The brewery was founded by Carl Scholtz, and until 1910, its name was Brauerei Pfeifferhof Carl Scholtz. By 1945, the enterprise changed names three times:
- Schultheiss`Brauerei AG, Abt. V (ZBv.Berlin) (1910–1920),
- Schultheiss- Patzenhofer- Brauerei AG, Abt. V (1920–1938),
- Schultheiss- Brauerei AG Berlin, Abt. Breslau (1938–1945).

In 1945, when Breslau was annexed by Poland, the brewery took on the name Piast Brewery, honoring the Piast dynasty, the first Polish historical Royal dynasty that ruled the country from its beginnings until 1370. The name was not changed till 2005. Right after World War II, the production process was run by Polish brewmasters from the brewery of Lwów, who had been ordered to leave their native city and move to the Recovered Territories. In 1951, Piast Brewery produced 350 000 hectolitres of beer and 9 000 tons of malt annually.

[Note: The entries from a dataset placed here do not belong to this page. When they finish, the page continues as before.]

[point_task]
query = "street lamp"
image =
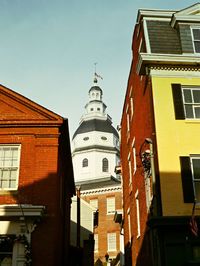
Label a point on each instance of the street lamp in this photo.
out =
(78, 228)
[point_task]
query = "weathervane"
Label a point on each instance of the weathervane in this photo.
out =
(96, 76)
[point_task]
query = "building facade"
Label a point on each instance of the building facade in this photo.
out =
(36, 183)
(95, 154)
(159, 140)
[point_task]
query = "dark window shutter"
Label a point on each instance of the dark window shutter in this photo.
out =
(187, 183)
(178, 101)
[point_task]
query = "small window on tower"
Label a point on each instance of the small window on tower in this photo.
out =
(85, 162)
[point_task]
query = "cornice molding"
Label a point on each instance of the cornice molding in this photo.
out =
(103, 190)
(146, 61)
(21, 210)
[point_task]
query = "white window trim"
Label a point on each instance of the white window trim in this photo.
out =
(94, 203)
(17, 166)
(192, 170)
(193, 40)
(96, 243)
(137, 213)
(110, 212)
(134, 156)
(113, 243)
(129, 224)
(193, 104)
(130, 169)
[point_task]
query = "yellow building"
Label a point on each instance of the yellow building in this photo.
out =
(160, 147)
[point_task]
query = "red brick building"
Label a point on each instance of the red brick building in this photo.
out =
(36, 183)
(159, 144)
(95, 154)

In 1991, the brewery became part of Wrocław's company Zakłady Piwowarskie S.A., and on January 23, 1996, it was purchased for $9 500 000 by Ryszard Varisella. In November 2001, it was bought by Carlsberg Polska, and in 2004, brewing of beer was terminated.

==Lofts==
Several old buildings were destroyed in 2008. Three main buildings of the brewery, which in 2004 were entered in the register of monuments will be restored and their interiors converted into loft apartments named Browary Wrocławskie.